Keeneland and Fasig-Tipton announced in January that they would work together to create a joint policy. Their decision coincided with calls for steroid restrictions at racetracks. Last December, the national medication reform group the Racing Medication and Testing Consortium called on banning anabolic steroids as performance-enhancing substances. In April, the Association of Racing Commissioners International approved a model rule to regulate anabolic steroids use for the first time. Iowa, Virginia, and Indiana all restrict their use at racetracks, and in October New York opened a public comment period on a proposed rule to ban all but four anabolic steroids at tracks.
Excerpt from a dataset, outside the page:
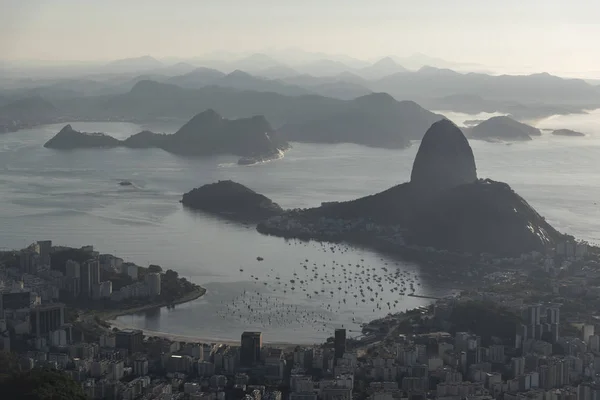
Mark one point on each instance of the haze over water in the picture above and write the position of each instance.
(74, 199)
Fasig-Tipton and Keeneland developed their joint policy with the aid of a committee that included sale company representatives, veterinarians, steroid and drug-testing authorities, and representatives from the Consignors and Commercial Breeders Association.

Keeneland sale rebounds

Keeneland's November mixed sale rebounded in its 11th session, posting gains across the board one day after seeing declines in gross, average, and median. Thursday's 11th session sold 259 horses for $4,622,200, up 21 percent from the total on last year's equivalent day, when 226 horses sold. The $17,846 average climbed 5 percent from last season, and the $14,000 median was up 40 percent from last year.

The day's topper was the $130,000 broodmare prospect Whole Emblem. Taylor Made, agent, sold the 3-year-old Our Emblem mare to Big D Stables.
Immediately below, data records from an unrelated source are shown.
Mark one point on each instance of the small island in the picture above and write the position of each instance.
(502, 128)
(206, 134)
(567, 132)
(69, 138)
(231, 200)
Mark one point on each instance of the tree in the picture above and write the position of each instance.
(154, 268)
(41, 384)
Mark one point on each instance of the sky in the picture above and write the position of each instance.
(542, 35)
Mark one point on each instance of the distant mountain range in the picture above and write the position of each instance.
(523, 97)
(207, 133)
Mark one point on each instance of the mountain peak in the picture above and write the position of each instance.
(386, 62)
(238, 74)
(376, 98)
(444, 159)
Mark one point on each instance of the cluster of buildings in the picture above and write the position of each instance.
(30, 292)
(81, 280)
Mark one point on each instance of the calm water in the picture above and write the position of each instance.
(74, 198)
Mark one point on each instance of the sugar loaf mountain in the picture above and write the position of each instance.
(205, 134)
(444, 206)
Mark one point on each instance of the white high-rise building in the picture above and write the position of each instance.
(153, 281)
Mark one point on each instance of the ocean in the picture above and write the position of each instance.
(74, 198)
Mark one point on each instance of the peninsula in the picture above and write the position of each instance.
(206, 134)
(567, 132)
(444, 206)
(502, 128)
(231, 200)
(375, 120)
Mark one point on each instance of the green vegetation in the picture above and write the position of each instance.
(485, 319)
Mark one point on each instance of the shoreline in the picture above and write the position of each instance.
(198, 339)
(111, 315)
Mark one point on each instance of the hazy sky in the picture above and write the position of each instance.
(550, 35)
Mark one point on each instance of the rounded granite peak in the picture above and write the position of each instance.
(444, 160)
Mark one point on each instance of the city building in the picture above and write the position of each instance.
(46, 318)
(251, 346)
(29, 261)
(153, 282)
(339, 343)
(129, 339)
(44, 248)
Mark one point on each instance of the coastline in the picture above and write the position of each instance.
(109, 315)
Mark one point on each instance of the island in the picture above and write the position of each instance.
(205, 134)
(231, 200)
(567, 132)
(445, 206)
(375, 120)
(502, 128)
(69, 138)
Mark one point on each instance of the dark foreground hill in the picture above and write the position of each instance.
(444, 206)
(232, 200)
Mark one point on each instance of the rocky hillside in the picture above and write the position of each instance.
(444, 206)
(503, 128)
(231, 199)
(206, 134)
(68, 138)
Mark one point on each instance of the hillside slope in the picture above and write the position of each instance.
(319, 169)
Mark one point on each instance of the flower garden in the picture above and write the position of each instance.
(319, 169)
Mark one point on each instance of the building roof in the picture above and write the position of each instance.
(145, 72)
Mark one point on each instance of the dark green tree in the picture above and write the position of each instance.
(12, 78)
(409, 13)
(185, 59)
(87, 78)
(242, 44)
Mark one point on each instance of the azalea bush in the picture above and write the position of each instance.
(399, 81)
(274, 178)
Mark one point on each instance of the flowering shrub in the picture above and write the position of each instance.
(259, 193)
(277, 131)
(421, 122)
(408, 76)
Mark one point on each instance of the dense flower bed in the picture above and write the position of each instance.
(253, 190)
Through Thursday, the auction had sold 2,666 horses for a sale-record $332,692,100, as compared to 2,635 for $308,580,000 last year at the same point. The 11-day average was $124,791, up 7 percent, and the $50,000 median was the same as last year's.
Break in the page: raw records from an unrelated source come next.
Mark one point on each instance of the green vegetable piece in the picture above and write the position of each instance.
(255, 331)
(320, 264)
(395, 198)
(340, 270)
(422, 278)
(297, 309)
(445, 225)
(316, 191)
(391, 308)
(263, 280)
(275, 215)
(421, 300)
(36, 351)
The Wednesday session sold 266 horses for $6,295,500, a drop of less than 1 percent from the 2006 figure for the equivalent session, when 240 horses were sold. The 2007 average of $23,667 was off by 10 percent, and the median of $17,500 was down 13 percent from last year.

Wednesday's session-topper was the $180,000 broodmare Thunder Bayou, a 4-year-old Thunder Gulch mare offered in foal to Broken Vow. Andre and Trish Regard's Occidental Thoroughbreds bought Thunder Bayou for a partnership based at their Bourbon County, Ky., farm. Hartwell Farm, agent, sold the mare.

The Keeneland November sale, which this year cataloged a record 5,415 horses, continues through Monday. Sessions begin daily at 10 a.m. in Keeneland's sale pavilion in Lexington.

Catienus back in Bluegrass

Catienus, New York's leading sire and the nation's leading third-crop sire, has returned to the Bluegrass for 2008. Owned by Ken and Sarah Ramsey, Catienus was New York's leading sire in 2006 and 2007 while standing at Doc and Suzie O'Cain's Highcliff Farm in Delanson. But the Ramseys will stand the 13-year-old Storm Cat horse in 2008 at their own Ramsey Farm in Nicholasville, Ky., for a fee of $10,000.

"He is here and is available for inspection," Ramsey Farm manager Mark Partridge said.

Catienus stood for $7,500 in 2007.

Catienus's best representatives this year are Precious Kitten, who took the Grade 1 John C. Mabee Handicap and the Grade 2 Palomar Handicap; Cannonball, a stakes winner who finished third in the Breeders' Cup Juvenile Turf; and six other stakes winners.

The Ramseys initially planned to move Catienus to Kentucky in 2006 but changed their minds. Catienus started his career in Kentucky from 2001-03 and stood at Highcliff in New York from 2004-07.